There is no doubt that as the electric car market continues to grow, we are seeing a more fluid second-hand electric car market and there are some very interesting comments on the forum with regards to the value of second-hand GEM e2s. While the offer that a garage or a private individual may make for your electric car will vary from person to person, country to country, and state to state, there are a number of concerns about whether the electric car of today does in fact hold its value very well. One member of the electricforum.com acquired a second-hand GEM e2 in early 2011 for $10,000 and was shocked to learn that a potential trade-in during 2013 might only attracted an offer of $3,000 from the company through which he originally acquired the vehicle! This has prompted the question as to whether electric cars do hold their value in the second-hand market, although there is some concern as to whether the dealers are potentially using confusion about the value of second-hand electric cars to their benefit.
Is my GEM e2 really only worth $3000?
The member of the forum who posted about a sale of a second-hand GEM e2 followed up on his original comments to confirm that the car company who made in the "derisory" offer called back just a few days later to offer him $4,000. At this moment in time it seems as though a deal has not been done as he was looking for around $4,500, but what is the real value of the vehicle?
The problem with going to a trade dealer is the fact that they have their own ongoing business costs, they need to make a profit, and they will have various taxes to take into consideration. Some members of the former have commented that car dealers will pay "as little as possible" in order to sell on for the biggest profit, but in reality this is just business. If you're prepared to take a relatively small amount for your vehicle then who is in the wrong? We all need to do more research on second-hand electric car prices before we even contemplate upgrading our vehicles.
Is the GEM e2 too old now?
The speed at which the electric car market continues to grow, develop, and change, is breathtaking to say the least. There are some concept cars in the public domain today which are utterly amazing and put the original electric car such as the GEM e2 very much in the shade. However, as more and more people look to put their toe in the water of the electric car market, there will be increased interest in relatively "old" vehicles and indeed many who have acquired a GEM e2 for example in the past may be interested in a second-hand vehicle in the future.
There have also been comments regarding the look and feel of the GEM e2, for example, and the fact that this may only be attractive at this moment in time to fans of the GEM electric car range. This point of contention is debatable because the GEM e2 vehicle may have been one of the earlier models and may look a little outdated compared to the current models, but it has a proven track record and is very reliable. In this day and age reliability is a major factor when acquiring any products and especially electric cars.

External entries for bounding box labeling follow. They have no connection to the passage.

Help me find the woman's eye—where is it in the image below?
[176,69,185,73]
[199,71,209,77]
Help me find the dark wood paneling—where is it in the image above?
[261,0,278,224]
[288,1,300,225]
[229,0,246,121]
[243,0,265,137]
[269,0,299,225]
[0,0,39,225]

There is some discussion about electric cars and whether they do hold their value in the second-hand market but the reality is that some confusion and perhaps a lack of demand, compared to traditional fuel vehicles, have impacted prices. It is debatable as to whether car traders in the U.S., and indeed around the world, are using this particular issue to feather their own nests but unless you do your research about second-hand car prices and have a figure in mind, a realistic figure, you may well be disappointed and potentially take a deal which undervalues your vehicle. As the second-hand electric car market continues to grow, interest increases, and newer electric car models become more expensive and more technologically advanced, there is every chance that electric cars of the future will hold their price better in the second-hand market.